There was a strong north wind Saturday morning, and the ride out was choppy and cold. This was my first deep-sea fishing expedition, so everything I'm describing is coming from the education I received from the captain of the charter. A north wind doesn't occur as much as a south wind does, and the direction of the wind plays a role in how far they go out before they drift.
For north winds, he goes 16 miles out to sea and drifts away from land, which we drifted an additional 10 miles in 6 hours, and for south winds, he goes out 24 miles and drifts back towards shore, which is what he prefers because it took us 90 minutes to get back.
Once we reached our destination, he killed the motor, placed a frozen block of chum (ground up oily fish) into a milk crate, placed it into the water on the side of the boat, and set up a container that dripped a special recipe of other oils at the bow of the boat. What this does is it creates a chum slick (trail in the water) that's about 100 feet wide and as long as our drift goes. It's truly amazing to see it in the water.
The crazy thing about shark fishing is - you have to attract them to the boat! The sharks can smell the chum slick for miles away. What they do is swim in the chum slick toward the boat until they see the bait on the fishing lines, which for our captain was a frozen Mackerel. He said it would take about an hour or so before a shark would show up, so during our wait, we smoked some cannabis and picked up some friends.

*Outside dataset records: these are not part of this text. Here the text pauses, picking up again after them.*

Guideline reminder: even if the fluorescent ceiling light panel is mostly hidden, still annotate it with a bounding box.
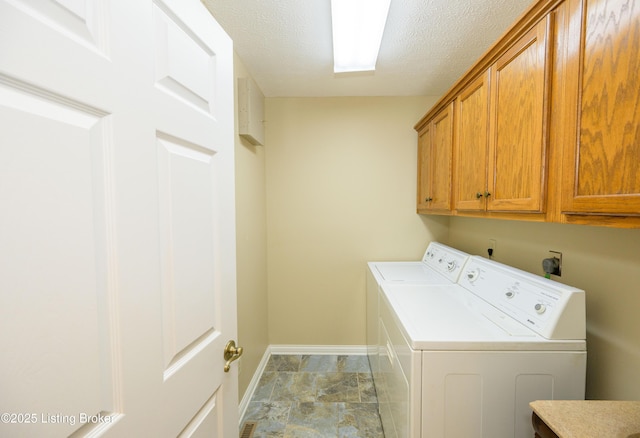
[331,0,391,73]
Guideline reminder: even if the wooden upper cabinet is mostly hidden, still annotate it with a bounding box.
[486,14,552,213]
[455,72,489,211]
[561,0,640,216]
[416,124,431,212]
[417,103,453,212]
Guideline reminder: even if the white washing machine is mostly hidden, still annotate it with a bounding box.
[374,257,586,438]
[366,242,470,388]
[368,242,469,284]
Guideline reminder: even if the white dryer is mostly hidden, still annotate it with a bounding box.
[374,257,586,438]
[366,242,470,380]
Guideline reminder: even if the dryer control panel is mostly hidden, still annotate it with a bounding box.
[458,256,586,339]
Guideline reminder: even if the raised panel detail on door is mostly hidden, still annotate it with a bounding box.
[7,0,108,54]
[158,133,216,378]
[455,73,489,211]
[154,3,216,114]
[487,16,551,213]
[430,104,453,211]
[562,0,640,215]
[417,103,454,214]
[416,124,432,212]
[0,76,121,436]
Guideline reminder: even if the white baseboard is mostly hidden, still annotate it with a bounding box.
[238,345,367,426]
[269,345,367,356]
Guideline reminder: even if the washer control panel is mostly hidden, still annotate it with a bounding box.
[458,256,586,339]
[422,242,470,283]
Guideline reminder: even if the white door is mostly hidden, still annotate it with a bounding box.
[0,0,238,438]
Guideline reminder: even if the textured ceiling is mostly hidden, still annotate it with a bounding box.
[203,0,532,97]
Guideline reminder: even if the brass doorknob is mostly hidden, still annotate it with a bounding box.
[224,341,243,373]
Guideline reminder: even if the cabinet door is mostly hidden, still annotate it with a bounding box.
[429,103,453,211]
[416,123,431,212]
[561,0,640,216]
[455,73,489,211]
[487,16,551,213]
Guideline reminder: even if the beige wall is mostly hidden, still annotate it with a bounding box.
[449,218,640,400]
[265,97,449,345]
[236,86,640,399]
[234,56,269,397]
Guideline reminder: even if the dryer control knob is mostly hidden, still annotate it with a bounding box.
[467,269,480,283]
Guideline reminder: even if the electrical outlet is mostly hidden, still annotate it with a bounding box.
[487,239,496,258]
[549,250,562,277]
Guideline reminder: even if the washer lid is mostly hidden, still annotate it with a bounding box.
[371,262,453,284]
[382,284,586,351]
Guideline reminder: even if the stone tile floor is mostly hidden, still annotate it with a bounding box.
[242,355,384,438]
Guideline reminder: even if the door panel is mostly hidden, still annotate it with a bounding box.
[562,0,640,216]
[0,77,120,436]
[487,16,551,213]
[0,0,238,437]
[455,73,489,211]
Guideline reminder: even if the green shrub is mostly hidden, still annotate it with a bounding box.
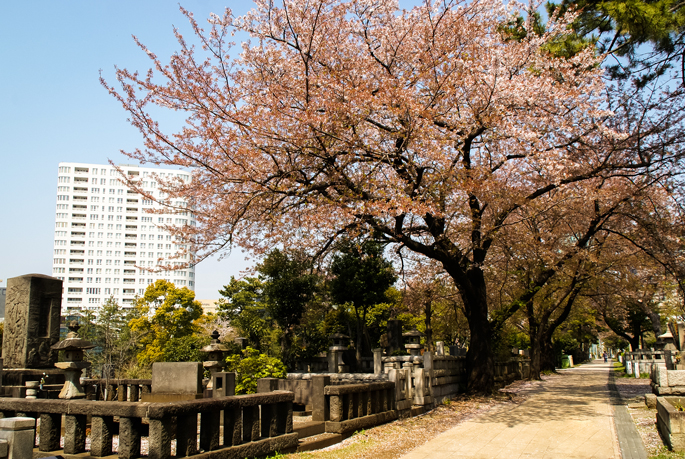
[226,346,288,394]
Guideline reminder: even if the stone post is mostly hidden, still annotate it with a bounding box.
[373,348,383,375]
[200,410,219,451]
[257,378,278,394]
[212,372,235,398]
[312,376,331,421]
[326,350,338,373]
[0,417,36,459]
[423,351,433,370]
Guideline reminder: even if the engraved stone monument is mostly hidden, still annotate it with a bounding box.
[2,274,64,396]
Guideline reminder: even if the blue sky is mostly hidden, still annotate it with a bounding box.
[0,0,418,299]
[0,0,252,299]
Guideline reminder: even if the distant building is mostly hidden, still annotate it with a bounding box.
[52,163,195,313]
[197,300,219,314]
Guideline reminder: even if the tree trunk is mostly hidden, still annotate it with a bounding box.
[424,300,434,352]
[459,268,495,394]
[530,327,542,380]
[540,333,556,372]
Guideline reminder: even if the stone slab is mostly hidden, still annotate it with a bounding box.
[152,362,204,394]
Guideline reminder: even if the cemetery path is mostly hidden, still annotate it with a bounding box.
[402,361,621,459]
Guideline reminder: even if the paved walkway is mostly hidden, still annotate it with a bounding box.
[402,361,621,459]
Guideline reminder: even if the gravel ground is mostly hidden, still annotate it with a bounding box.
[615,373,683,459]
[283,375,563,459]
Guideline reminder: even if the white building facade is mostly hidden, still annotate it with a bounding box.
[52,163,195,312]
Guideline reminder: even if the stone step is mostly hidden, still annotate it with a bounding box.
[297,433,349,453]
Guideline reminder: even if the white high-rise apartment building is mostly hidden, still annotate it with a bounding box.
[52,163,195,312]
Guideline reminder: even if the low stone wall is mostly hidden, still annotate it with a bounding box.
[324,382,397,434]
[0,391,298,459]
[651,363,685,395]
[495,357,530,387]
[623,349,668,374]
[431,355,466,404]
[656,397,685,452]
[81,379,152,402]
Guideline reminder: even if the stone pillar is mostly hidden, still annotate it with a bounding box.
[200,410,219,451]
[257,378,278,394]
[373,348,383,375]
[90,416,114,457]
[388,320,403,355]
[119,416,141,459]
[243,406,259,443]
[2,274,62,368]
[0,418,36,459]
[176,413,198,457]
[423,351,433,370]
[64,414,86,454]
[224,406,243,446]
[312,376,331,421]
[148,416,171,459]
[38,413,60,456]
[326,350,338,373]
[212,372,235,398]
[261,403,278,438]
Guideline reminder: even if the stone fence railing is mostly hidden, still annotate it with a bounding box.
[0,392,298,459]
[624,349,676,375]
[495,357,530,386]
[81,379,152,402]
[324,382,397,434]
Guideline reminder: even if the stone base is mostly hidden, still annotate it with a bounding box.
[326,410,397,434]
[2,367,64,386]
[140,393,204,403]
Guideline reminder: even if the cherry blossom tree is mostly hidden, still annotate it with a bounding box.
[103,0,682,391]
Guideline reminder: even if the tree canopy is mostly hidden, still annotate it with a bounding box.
[103,0,683,391]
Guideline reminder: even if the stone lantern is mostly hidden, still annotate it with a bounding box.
[51,320,95,399]
[201,330,230,389]
[402,328,426,357]
[328,333,350,373]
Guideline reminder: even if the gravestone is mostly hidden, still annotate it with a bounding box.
[141,362,204,402]
[2,274,62,368]
[2,274,64,398]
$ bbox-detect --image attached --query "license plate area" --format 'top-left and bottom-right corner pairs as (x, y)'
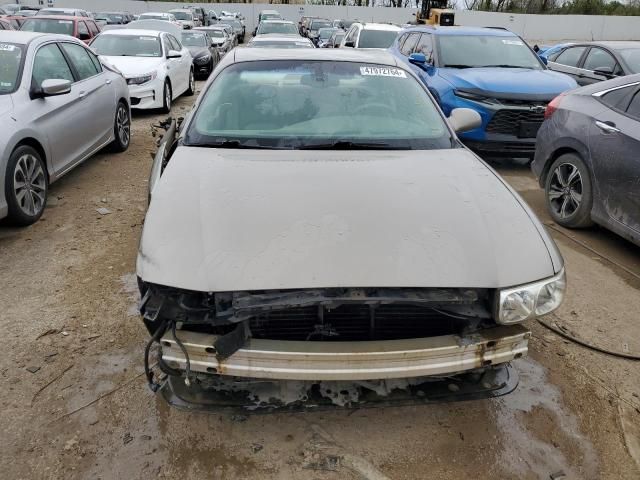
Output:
(518, 122), (542, 138)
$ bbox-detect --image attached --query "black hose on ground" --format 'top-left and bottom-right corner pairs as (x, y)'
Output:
(144, 320), (167, 393)
(538, 318), (640, 360)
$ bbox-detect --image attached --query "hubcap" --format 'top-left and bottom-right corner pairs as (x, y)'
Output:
(547, 163), (582, 218)
(13, 154), (47, 216)
(116, 105), (131, 145)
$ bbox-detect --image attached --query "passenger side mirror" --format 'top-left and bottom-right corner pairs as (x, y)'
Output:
(593, 67), (613, 77)
(449, 108), (482, 132)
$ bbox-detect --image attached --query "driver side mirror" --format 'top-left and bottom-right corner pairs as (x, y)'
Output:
(409, 53), (433, 70)
(31, 78), (71, 99)
(593, 67), (613, 78)
(449, 108), (482, 133)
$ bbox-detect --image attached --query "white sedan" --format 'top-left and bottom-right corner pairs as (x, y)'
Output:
(91, 29), (195, 113)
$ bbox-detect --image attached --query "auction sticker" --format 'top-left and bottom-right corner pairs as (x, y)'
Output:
(360, 67), (407, 78)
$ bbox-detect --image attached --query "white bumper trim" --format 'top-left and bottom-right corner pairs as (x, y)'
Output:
(161, 325), (531, 380)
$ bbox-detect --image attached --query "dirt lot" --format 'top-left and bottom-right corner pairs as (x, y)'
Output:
(0, 83), (640, 480)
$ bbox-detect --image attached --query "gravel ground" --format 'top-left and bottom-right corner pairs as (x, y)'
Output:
(0, 82), (640, 480)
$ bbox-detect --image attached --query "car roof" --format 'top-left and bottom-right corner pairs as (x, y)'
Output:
(251, 33), (311, 43)
(578, 40), (640, 50)
(231, 48), (398, 67)
(0, 30), (82, 45)
(100, 28), (166, 37)
(0, 30), (49, 45)
(24, 15), (85, 22)
(361, 23), (402, 32)
(404, 25), (517, 37)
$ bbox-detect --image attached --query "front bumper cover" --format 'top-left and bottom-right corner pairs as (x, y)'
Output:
(161, 325), (531, 380)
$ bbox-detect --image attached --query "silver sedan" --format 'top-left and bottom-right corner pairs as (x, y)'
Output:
(0, 31), (131, 225)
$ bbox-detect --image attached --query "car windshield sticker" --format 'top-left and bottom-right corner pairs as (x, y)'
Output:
(360, 67), (407, 78)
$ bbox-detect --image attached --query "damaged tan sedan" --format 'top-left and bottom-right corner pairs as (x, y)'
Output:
(137, 49), (565, 408)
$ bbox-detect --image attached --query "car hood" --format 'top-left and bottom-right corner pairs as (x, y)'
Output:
(187, 47), (209, 58)
(438, 68), (578, 97)
(0, 95), (13, 118)
(137, 146), (562, 291)
(100, 55), (164, 78)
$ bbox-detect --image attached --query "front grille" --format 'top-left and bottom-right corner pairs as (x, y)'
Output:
(487, 109), (544, 136)
(249, 305), (470, 341)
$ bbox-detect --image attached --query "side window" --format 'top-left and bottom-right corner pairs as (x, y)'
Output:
(162, 35), (173, 55)
(400, 33), (420, 57)
(627, 90), (640, 120)
(554, 47), (587, 67)
(167, 35), (182, 51)
(31, 43), (75, 86)
(416, 33), (433, 60)
(600, 85), (636, 110)
(87, 20), (100, 37)
(582, 48), (616, 72)
(60, 43), (98, 80)
(78, 22), (91, 40)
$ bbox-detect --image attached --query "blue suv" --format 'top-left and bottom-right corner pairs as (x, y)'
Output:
(390, 25), (577, 159)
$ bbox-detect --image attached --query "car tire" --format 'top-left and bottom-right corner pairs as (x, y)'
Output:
(4, 145), (49, 226)
(185, 70), (196, 97)
(544, 153), (593, 228)
(162, 80), (173, 113)
(109, 101), (131, 153)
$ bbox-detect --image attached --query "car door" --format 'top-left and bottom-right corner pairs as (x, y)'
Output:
(27, 43), (91, 175)
(162, 33), (182, 98)
(547, 45), (587, 85)
(582, 47), (623, 85)
(77, 20), (91, 44)
(60, 42), (116, 151)
(589, 83), (640, 232)
(168, 34), (193, 96)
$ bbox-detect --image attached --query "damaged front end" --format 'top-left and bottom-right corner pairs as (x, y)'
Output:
(141, 283), (530, 404)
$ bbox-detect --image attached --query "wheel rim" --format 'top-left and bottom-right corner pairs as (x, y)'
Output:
(13, 154), (47, 217)
(547, 163), (582, 218)
(116, 105), (131, 145)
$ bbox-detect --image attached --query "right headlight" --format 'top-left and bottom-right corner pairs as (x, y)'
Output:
(496, 268), (567, 325)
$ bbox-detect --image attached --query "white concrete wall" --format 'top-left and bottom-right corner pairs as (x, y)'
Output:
(12, 0), (640, 42)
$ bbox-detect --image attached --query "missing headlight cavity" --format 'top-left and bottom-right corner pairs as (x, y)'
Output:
(141, 285), (494, 344)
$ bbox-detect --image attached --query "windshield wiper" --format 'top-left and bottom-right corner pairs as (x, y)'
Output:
(478, 65), (531, 70)
(298, 140), (398, 150)
(200, 140), (278, 150)
(444, 63), (474, 68)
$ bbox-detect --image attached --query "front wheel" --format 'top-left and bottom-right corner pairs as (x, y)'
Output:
(110, 102), (131, 153)
(185, 70), (196, 96)
(4, 145), (49, 226)
(544, 153), (593, 228)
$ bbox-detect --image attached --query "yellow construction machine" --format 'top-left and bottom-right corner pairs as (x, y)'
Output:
(416, 0), (455, 27)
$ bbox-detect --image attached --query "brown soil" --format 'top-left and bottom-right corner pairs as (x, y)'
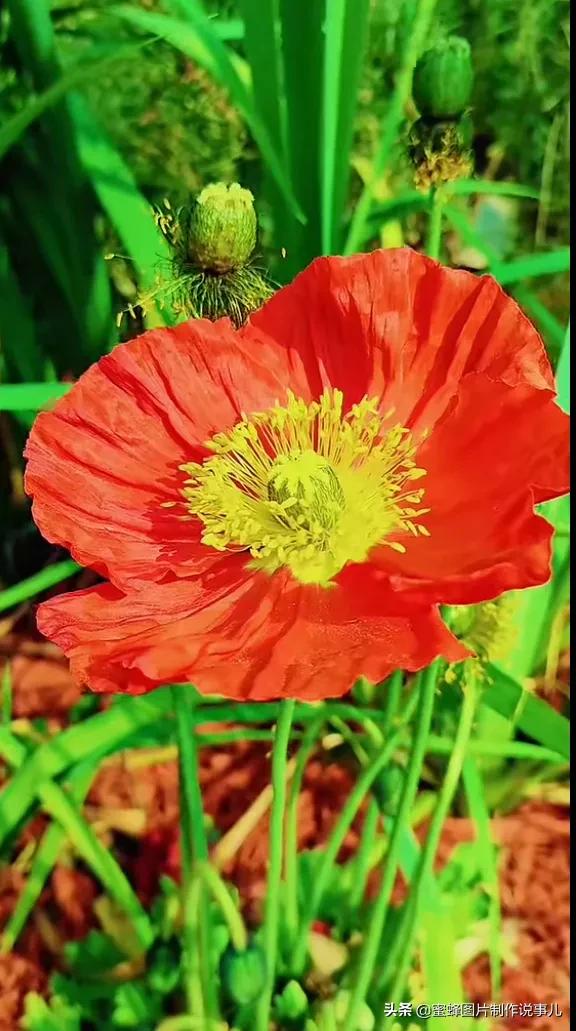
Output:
(0, 633), (569, 1031)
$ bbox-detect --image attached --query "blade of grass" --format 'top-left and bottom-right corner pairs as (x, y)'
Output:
(451, 179), (540, 200)
(0, 560), (80, 612)
(236, 0), (286, 154)
(0, 662), (12, 727)
(0, 240), (46, 380)
(0, 42), (153, 159)
(344, 0), (437, 255)
(345, 663), (439, 1028)
(0, 688), (171, 846)
(320, 0), (370, 254)
(279, 0), (325, 276)
(292, 691), (418, 973)
(110, 4), (302, 219)
(378, 683), (478, 1031)
(462, 756), (502, 1002)
(482, 663), (570, 760)
(0, 761), (97, 954)
(0, 383), (72, 411)
(2, 729), (154, 951)
(65, 96), (174, 325)
(368, 190), (430, 234)
(444, 203), (565, 347)
(7, 0), (113, 362)
(490, 247), (570, 287)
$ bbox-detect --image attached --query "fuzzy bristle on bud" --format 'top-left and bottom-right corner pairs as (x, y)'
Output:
(185, 182), (257, 272)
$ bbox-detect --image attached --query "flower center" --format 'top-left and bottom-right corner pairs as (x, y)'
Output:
(181, 390), (429, 587)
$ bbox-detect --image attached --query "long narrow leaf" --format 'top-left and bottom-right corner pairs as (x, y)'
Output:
(0, 383), (71, 411)
(344, 0), (437, 255)
(0, 762), (96, 953)
(111, 4), (303, 219)
(462, 756), (502, 999)
(65, 96), (172, 321)
(482, 664), (570, 761)
(236, 0), (286, 154)
(0, 43), (151, 159)
(0, 729), (154, 950)
(490, 247), (570, 287)
(0, 688), (171, 843)
(321, 0), (370, 254)
(0, 564), (80, 612)
(279, 0), (325, 277)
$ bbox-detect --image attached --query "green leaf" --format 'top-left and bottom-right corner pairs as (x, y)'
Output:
(0, 761), (96, 953)
(279, 0), (325, 277)
(0, 661), (12, 727)
(65, 96), (173, 322)
(0, 383), (72, 411)
(443, 203), (564, 346)
(0, 240), (46, 389)
(64, 931), (126, 977)
(344, 0), (437, 255)
(442, 179), (540, 200)
(363, 190), (431, 230)
(0, 728), (154, 950)
(0, 688), (171, 845)
(462, 756), (502, 999)
(490, 247), (570, 287)
(7, 0), (115, 372)
(111, 3), (302, 219)
(0, 43), (152, 159)
(482, 663), (570, 762)
(20, 992), (81, 1031)
(236, 0), (286, 154)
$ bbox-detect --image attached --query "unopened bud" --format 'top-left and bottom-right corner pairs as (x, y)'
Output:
(187, 182), (257, 272)
(412, 36), (474, 119)
(276, 980), (308, 1027)
(221, 944), (266, 1006)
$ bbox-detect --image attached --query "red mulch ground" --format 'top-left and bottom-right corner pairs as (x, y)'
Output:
(0, 628), (569, 1031)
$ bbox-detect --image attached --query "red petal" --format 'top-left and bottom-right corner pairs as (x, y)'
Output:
(38, 559), (467, 701)
(372, 374), (569, 604)
(26, 320), (296, 588)
(248, 247), (553, 426)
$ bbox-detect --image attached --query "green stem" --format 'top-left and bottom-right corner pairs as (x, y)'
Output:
(426, 190), (445, 261)
(348, 798), (380, 913)
(344, 0), (437, 255)
(378, 681), (478, 1031)
(172, 687), (214, 1020)
(291, 692), (423, 973)
(284, 708), (326, 944)
(257, 699), (295, 1031)
(344, 663), (439, 1031)
(196, 863), (248, 953)
(383, 669), (404, 737)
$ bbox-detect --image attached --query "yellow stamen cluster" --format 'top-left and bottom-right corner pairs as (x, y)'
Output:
(181, 390), (429, 587)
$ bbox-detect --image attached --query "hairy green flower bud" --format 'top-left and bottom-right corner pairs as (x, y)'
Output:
(187, 182), (257, 272)
(412, 36), (474, 119)
(219, 943), (266, 1006)
(276, 980), (308, 1027)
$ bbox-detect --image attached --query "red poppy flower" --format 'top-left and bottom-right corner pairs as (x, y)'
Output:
(26, 250), (568, 699)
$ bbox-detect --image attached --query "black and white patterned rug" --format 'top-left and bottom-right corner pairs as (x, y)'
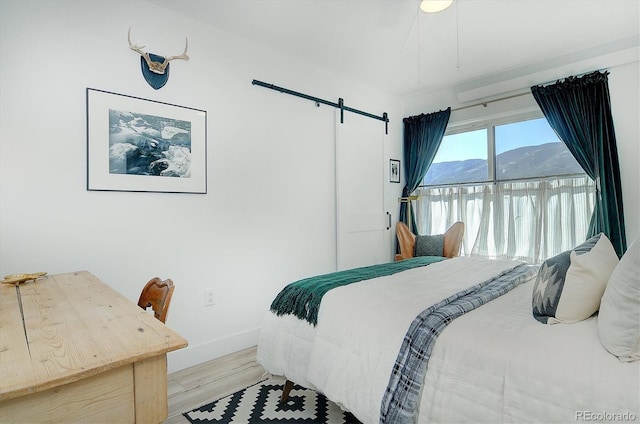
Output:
(183, 380), (360, 424)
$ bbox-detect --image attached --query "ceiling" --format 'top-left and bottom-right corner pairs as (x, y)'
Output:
(150, 0), (640, 95)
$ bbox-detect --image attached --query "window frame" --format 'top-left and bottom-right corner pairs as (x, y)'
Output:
(418, 108), (586, 188)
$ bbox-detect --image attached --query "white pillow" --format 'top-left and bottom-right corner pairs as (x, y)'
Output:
(598, 238), (640, 362)
(532, 233), (618, 324)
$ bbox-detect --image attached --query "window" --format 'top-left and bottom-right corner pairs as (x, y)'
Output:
(414, 116), (595, 263)
(423, 118), (584, 186)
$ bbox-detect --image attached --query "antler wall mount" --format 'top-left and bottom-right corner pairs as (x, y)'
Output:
(127, 28), (189, 90)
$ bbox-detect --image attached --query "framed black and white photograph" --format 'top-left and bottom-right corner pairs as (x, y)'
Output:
(87, 88), (207, 194)
(389, 159), (400, 183)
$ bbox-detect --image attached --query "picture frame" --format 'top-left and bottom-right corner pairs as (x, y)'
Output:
(86, 88), (207, 194)
(389, 159), (400, 183)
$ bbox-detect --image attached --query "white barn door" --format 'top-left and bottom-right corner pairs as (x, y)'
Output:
(336, 109), (391, 270)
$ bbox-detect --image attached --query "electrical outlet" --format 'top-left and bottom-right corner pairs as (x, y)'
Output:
(204, 289), (216, 306)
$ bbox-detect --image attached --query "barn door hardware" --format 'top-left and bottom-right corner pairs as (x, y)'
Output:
(251, 80), (389, 134)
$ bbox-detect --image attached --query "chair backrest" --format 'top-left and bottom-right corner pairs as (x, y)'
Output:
(396, 221), (464, 261)
(396, 221), (416, 261)
(138, 277), (175, 322)
(442, 221), (464, 258)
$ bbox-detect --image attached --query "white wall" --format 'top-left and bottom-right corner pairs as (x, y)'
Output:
(0, 0), (402, 371)
(404, 58), (640, 245)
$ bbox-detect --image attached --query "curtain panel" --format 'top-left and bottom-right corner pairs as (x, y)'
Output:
(399, 107), (451, 232)
(531, 72), (627, 257)
(416, 176), (595, 263)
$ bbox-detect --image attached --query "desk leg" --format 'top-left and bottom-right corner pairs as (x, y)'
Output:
(133, 354), (169, 423)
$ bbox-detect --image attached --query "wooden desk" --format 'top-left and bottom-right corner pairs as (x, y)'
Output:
(0, 271), (187, 423)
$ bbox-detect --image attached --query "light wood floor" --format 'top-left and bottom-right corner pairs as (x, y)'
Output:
(165, 347), (276, 424)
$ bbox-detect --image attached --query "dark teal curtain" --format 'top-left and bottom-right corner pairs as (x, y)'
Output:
(531, 71), (627, 257)
(400, 107), (451, 233)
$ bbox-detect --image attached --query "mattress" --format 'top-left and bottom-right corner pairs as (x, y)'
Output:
(258, 258), (640, 424)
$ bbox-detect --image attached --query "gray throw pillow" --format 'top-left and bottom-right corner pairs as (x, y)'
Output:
(413, 234), (444, 256)
(532, 233), (618, 324)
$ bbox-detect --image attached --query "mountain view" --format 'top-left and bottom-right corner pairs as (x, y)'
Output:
(424, 142), (584, 185)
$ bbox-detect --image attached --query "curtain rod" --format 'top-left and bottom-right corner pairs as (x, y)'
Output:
(451, 68), (608, 112)
(251, 80), (389, 134)
(451, 92), (531, 112)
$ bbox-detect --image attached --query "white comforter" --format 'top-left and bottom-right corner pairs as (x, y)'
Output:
(258, 258), (640, 424)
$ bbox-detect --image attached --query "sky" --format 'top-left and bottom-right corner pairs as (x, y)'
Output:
(433, 118), (560, 163)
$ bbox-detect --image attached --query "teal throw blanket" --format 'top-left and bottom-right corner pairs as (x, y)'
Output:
(271, 256), (445, 326)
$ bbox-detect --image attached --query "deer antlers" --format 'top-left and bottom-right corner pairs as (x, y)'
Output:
(127, 28), (189, 75)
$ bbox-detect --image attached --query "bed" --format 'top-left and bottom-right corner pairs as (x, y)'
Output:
(258, 237), (640, 424)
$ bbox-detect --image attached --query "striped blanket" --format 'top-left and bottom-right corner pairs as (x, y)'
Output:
(380, 265), (537, 424)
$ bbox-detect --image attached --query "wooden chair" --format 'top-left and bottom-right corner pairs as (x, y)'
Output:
(396, 221), (464, 261)
(138, 277), (175, 322)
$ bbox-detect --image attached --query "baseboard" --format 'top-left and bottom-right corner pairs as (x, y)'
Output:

The Fin Whale stayed with us for about 2 hours, the captain said in his 20 years of doing this, he's never seen a whale hang around like that. He came right up to the boat and just keep circling us until he left. Just when things were looking bleak, one of the bobbers went underwater, and things went from boring to exciting; however, the Blue Shark didn't put up much of fight. We reeled him in as easy as a brook trout. He didn't get crazy until we took him out of the water!
After we released him back into the ocean, it took another 2 hours and 3 spliffs before we got our last hit of the day; however, it would prove to be a dandy one. We hooked a 12-foot - 300 lb Mako Shark! When we first hooked him, he jumped completely out of the water and took off running like crazy! A Mako Shark can swim 60 miles an hour, and they're one of the fastest species of fish in the ocean.
Unfortunately, there was so much action going on inside the boat that no one was able to get a good still frame pic, but my sister-in-law captured it on her Go-Pro. This shark was massive and I couldn't believe how hard he fought us. We literally had to keep swapping the reel because the shark wore you out in about 2 minutes. I've never had anything like that on a fishing line before.
He ran on us twice, and we had to start over. It took us 45 minutes to get him next to the boat for the second time. The captain of the boat made a judgment call and cut the line for safety reasons. A tired Mako Shark can still jump out of the water and bite someone's arm off or worse - pull you in the water! I was so tired by the time we got done fighting this beast that my forearms looked like Popeye's.
The excursion cost $1000 plus a $200 tip, which is customary, and it was so cool that we decided to do it again next year!